There is encouraging news in the data: across the board, total citation numbers declined in FY 2025 compared to FY 2024, suggesting a gradual shift toward stronger safety cultures. A declining count is progress worth acknowledging. At the same time, when the same categories keep returning year after year, it signals that safety professionals need to dig deeper into why.
Why the Same Violations Keep Appearing
When a violation appears on OSHA’s most cited list year after year, it is rarely because employers are unaware of the standard. Most safety managers can recite fall protection requirements from memory. So what is actually going wrong?
Programs exist on paper but not in practice. One of the most common compliance gaps comes from a policy that never made it to the floor. Hazard Communication violations, for example, frequently originate from outdated, mislabeled, or inaccessible SDS sheets at the point of use. The standard is known. The execution is where worker protection breaks down.
Training is completed, but workers do not retain knowledge in the field. Fall Protection Training Requirements (1926.503) has held a spot on OSHA’s top 10 most cited standards list for years running, and FY 2025 was no exception. Documenting that a worker attended a training session is different from ensuring that the worker can correctly identify fall hazards and use protective equipment on the job. One satisfies an audit, and the other prevents a fatality.
Equipment and maintenance gaps go unaddressed. Powered industrial truck violations frequently trace back to unsafe vehicle operations and failures to conduct refresher training or evaluations. Machine guarding violations, also a persistent top-10 entry, commonly originate from improper guard types or unguarded points of operation that workers and supervisors have learned to work around. Familiarity leads to complacency, and complacency puts people at risk.

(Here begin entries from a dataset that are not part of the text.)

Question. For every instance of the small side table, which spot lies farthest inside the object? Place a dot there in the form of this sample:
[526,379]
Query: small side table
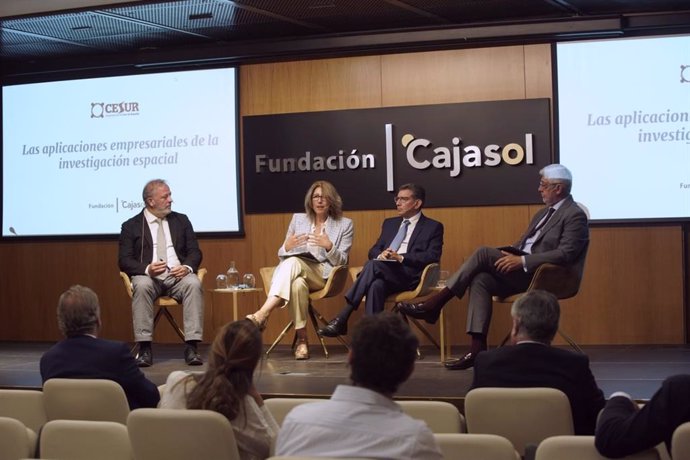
[233,304]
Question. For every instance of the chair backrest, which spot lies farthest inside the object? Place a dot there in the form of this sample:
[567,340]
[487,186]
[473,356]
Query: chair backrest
[440,416]
[581,448]
[16,440]
[427,281]
[334,283]
[279,407]
[161,300]
[680,444]
[522,415]
[25,406]
[85,440]
[174,434]
[85,399]
[464,446]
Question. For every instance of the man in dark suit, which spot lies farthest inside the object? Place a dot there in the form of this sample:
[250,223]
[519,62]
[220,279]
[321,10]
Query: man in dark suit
[557,234]
[160,253]
[406,245]
[532,362]
[83,355]
[624,429]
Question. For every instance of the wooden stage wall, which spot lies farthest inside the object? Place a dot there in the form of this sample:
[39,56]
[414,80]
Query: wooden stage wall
[632,292]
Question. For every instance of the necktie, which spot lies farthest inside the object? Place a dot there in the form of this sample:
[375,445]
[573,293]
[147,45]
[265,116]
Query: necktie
[538,227]
[400,236]
[161,245]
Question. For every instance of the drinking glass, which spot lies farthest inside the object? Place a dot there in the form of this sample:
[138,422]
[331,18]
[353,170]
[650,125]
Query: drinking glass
[249,280]
[221,282]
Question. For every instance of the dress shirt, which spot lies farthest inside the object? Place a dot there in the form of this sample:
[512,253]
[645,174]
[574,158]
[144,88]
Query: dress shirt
[355,422]
[255,430]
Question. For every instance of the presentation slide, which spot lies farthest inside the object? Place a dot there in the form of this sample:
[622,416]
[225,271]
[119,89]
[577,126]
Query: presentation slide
[624,126]
[76,154]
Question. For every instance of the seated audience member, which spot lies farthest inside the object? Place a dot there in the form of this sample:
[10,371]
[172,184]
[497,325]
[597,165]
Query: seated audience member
[83,355]
[557,234]
[362,420]
[406,245]
[227,387]
[624,429]
[316,241]
[532,362]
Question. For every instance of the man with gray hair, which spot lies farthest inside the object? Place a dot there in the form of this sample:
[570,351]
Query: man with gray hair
[532,362]
[159,252]
[83,355]
[557,234]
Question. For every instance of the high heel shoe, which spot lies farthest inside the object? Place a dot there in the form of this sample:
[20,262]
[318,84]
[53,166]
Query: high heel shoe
[260,324]
[302,351]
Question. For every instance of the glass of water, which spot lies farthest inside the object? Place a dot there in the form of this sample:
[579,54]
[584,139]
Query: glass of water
[249,281]
[221,281]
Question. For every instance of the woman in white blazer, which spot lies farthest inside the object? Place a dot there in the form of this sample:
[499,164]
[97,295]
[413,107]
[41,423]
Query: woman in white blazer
[316,241]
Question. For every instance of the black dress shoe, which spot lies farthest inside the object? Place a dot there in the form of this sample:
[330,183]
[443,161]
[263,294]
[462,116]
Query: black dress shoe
[192,357]
[334,328]
[144,358]
[417,311]
[461,364]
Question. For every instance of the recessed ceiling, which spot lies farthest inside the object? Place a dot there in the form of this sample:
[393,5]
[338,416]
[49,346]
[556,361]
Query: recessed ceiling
[147,30]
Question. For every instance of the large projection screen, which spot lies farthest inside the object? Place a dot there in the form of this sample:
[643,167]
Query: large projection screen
[624,127]
[76,154]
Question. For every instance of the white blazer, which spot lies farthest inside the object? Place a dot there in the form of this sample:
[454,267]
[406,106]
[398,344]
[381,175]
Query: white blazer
[340,233]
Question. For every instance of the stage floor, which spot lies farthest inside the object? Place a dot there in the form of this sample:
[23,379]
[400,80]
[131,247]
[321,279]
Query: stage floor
[637,370]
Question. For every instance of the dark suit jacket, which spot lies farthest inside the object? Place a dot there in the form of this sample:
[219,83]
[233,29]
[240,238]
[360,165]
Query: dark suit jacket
[623,429]
[537,365]
[424,247]
[136,244]
[92,358]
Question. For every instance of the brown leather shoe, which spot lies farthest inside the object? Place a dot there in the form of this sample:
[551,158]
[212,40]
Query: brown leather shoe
[302,351]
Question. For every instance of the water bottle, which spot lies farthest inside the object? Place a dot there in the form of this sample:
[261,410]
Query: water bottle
[233,276]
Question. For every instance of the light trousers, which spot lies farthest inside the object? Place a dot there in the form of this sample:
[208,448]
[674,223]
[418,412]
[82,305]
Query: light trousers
[293,279]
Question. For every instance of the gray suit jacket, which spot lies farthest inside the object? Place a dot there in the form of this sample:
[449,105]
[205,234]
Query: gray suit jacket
[562,241]
[340,233]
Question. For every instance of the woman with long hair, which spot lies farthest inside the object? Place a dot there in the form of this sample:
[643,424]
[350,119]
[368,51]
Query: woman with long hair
[227,387]
[316,241]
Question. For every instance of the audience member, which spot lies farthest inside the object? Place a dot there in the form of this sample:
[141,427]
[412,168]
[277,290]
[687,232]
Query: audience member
[83,355]
[160,253]
[532,362]
[624,429]
[316,241]
[227,387]
[557,234]
[406,245]
[362,420]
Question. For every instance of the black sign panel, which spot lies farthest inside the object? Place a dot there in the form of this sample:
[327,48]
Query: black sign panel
[480,153]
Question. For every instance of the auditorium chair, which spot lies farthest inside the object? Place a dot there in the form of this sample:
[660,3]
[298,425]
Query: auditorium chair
[85,399]
[680,444]
[334,286]
[25,406]
[582,448]
[426,285]
[174,434]
[464,446]
[163,303]
[16,440]
[524,416]
[85,440]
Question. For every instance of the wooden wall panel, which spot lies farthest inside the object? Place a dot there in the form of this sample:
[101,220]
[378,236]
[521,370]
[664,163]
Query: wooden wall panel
[633,286]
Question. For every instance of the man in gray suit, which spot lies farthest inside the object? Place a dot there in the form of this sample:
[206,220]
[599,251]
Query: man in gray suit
[557,234]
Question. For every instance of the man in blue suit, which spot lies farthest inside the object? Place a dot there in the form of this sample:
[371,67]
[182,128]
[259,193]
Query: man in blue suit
[406,245]
[83,355]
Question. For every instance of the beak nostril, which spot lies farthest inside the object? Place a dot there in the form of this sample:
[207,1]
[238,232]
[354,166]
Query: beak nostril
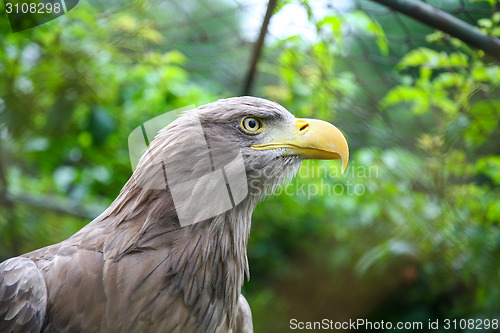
[304,127]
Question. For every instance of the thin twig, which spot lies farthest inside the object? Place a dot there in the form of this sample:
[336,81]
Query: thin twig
[441,20]
[257,51]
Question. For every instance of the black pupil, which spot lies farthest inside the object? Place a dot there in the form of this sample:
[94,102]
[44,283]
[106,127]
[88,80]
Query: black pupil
[252,123]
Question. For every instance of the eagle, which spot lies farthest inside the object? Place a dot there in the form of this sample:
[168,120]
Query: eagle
[170,252]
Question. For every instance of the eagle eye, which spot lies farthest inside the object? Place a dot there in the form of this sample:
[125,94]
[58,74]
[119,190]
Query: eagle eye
[251,124]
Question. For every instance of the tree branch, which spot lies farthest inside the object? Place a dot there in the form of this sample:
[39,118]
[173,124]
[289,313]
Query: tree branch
[258,48]
[441,20]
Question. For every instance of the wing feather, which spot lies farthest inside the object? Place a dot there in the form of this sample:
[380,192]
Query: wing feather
[23,296]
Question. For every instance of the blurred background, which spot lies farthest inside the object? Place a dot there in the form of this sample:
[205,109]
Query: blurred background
[409,233]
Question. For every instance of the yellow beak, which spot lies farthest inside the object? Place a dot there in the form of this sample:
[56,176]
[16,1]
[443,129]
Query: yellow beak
[312,139]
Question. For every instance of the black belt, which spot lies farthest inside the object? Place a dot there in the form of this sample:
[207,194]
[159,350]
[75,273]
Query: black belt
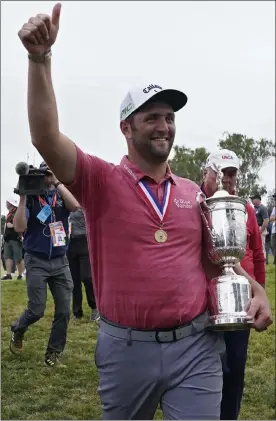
[198,324]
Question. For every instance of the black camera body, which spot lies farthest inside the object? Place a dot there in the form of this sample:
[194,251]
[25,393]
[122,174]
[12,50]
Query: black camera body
[32,183]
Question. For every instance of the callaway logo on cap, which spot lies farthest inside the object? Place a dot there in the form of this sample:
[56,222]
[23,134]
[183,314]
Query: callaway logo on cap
[223,158]
[137,97]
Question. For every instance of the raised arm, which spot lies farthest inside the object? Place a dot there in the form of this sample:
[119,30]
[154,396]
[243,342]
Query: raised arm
[38,35]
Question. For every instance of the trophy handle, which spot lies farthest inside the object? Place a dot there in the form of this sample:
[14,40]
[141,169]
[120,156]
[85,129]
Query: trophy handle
[201,199]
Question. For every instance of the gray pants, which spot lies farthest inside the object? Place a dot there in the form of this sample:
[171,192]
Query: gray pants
[56,273]
[273,245]
[184,377]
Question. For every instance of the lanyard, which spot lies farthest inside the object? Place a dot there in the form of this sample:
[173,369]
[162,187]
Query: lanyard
[152,201]
[44,202]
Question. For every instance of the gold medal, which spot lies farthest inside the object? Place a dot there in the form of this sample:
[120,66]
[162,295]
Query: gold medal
[161,236]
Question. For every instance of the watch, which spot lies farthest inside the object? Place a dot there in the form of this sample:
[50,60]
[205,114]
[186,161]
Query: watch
[40,59]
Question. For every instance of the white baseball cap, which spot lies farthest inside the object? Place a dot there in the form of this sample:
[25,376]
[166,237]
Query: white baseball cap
[13,201]
[137,97]
[224,159]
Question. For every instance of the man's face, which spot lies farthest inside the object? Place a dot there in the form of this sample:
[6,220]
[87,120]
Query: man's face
[151,132]
[9,206]
[48,179]
[228,181]
[256,202]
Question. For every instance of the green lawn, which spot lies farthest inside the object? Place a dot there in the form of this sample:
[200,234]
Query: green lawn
[32,392]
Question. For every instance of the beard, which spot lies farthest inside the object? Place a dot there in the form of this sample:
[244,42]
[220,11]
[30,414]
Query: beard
[153,151]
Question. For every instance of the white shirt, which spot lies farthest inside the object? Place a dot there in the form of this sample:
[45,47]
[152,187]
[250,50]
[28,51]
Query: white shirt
[273,229]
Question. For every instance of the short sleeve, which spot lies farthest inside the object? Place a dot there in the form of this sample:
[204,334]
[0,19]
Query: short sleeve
[264,212]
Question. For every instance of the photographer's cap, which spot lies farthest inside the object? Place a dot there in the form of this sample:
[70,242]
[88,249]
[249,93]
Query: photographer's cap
[45,167]
[137,97]
[13,201]
[223,158]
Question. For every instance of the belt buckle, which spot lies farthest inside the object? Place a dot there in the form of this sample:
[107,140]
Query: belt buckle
[171,336]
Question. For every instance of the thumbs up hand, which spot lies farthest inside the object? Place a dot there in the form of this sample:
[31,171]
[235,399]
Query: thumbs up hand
[40,32]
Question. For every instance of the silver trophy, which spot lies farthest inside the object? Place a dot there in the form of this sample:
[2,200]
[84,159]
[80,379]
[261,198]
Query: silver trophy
[229,294]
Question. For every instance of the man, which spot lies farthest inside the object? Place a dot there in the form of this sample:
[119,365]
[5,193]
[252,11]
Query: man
[261,215]
[144,235]
[12,243]
[273,230]
[45,222]
[78,256]
[253,263]
[268,238]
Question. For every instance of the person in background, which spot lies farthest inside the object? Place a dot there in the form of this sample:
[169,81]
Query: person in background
[268,242]
[261,215]
[45,222]
[236,342]
[12,243]
[79,263]
[273,230]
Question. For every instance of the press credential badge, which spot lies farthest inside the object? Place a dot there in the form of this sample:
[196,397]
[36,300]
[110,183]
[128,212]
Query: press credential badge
[58,234]
[44,213]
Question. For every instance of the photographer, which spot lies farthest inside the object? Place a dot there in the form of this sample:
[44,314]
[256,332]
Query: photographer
[78,256]
[44,219]
[12,244]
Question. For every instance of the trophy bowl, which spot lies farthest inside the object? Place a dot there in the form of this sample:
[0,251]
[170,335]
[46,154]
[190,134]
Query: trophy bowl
[229,294]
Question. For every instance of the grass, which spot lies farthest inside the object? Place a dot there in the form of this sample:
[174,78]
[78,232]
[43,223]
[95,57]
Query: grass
[32,392]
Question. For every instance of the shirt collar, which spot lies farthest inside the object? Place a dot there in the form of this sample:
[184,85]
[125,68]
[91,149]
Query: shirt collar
[137,175]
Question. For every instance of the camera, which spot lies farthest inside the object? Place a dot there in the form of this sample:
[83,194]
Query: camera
[31,179]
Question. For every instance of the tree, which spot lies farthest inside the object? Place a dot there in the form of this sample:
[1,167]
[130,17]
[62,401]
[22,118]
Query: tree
[189,163]
[254,154]
[3,222]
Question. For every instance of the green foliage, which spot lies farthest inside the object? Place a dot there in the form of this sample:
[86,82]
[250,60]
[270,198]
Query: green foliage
[3,222]
[33,392]
[254,154]
[188,163]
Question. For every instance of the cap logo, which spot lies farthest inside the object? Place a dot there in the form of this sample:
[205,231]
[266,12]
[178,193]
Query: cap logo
[150,87]
[125,111]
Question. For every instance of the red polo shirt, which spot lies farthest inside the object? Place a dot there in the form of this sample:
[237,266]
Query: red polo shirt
[254,260]
[139,282]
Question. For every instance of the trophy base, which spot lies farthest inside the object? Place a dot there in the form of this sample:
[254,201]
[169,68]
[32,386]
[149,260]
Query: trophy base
[230,322]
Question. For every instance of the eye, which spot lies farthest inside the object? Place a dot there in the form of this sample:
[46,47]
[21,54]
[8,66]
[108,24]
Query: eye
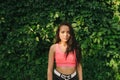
[62,31]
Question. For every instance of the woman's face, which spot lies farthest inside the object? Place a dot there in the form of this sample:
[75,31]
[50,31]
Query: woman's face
[64,33]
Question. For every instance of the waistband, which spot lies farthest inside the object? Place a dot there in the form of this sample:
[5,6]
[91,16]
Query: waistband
[66,77]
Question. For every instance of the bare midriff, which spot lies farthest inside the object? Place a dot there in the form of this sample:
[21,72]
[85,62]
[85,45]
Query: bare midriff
[66,70]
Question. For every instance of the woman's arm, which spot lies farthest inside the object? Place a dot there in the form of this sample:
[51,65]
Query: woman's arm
[50,63]
[79,70]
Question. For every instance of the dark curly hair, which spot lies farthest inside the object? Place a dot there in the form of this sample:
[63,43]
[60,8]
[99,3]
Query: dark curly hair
[71,43]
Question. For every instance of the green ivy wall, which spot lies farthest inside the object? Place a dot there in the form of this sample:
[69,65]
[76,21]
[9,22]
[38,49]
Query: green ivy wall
[27,29]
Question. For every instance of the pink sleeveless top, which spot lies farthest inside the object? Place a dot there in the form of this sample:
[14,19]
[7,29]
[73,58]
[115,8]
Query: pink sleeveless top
[61,60]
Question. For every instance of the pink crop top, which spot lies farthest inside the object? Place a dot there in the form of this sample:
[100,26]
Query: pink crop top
[61,59]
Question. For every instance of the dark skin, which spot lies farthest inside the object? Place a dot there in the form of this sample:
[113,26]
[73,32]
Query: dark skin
[64,37]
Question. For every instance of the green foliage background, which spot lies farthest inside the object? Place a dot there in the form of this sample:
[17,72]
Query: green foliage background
[27,29]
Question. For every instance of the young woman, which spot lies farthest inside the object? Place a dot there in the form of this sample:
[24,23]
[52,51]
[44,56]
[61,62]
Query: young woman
[65,55]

Lockout/Tagout remains chronically underestimated. Lockout/Tagout (LOTO) moved up to fourth on the FY 2025 list, even as total violations declined elsewhere. LOTO violations in manufacturing are among the most serious on the list. Failure to control hazardous energy during maintenance is a major cause of amputations and fatalities. Too many facilities still treat LOTO as an administrative requirement rather than an active life-safety protocol that protects people every single shift.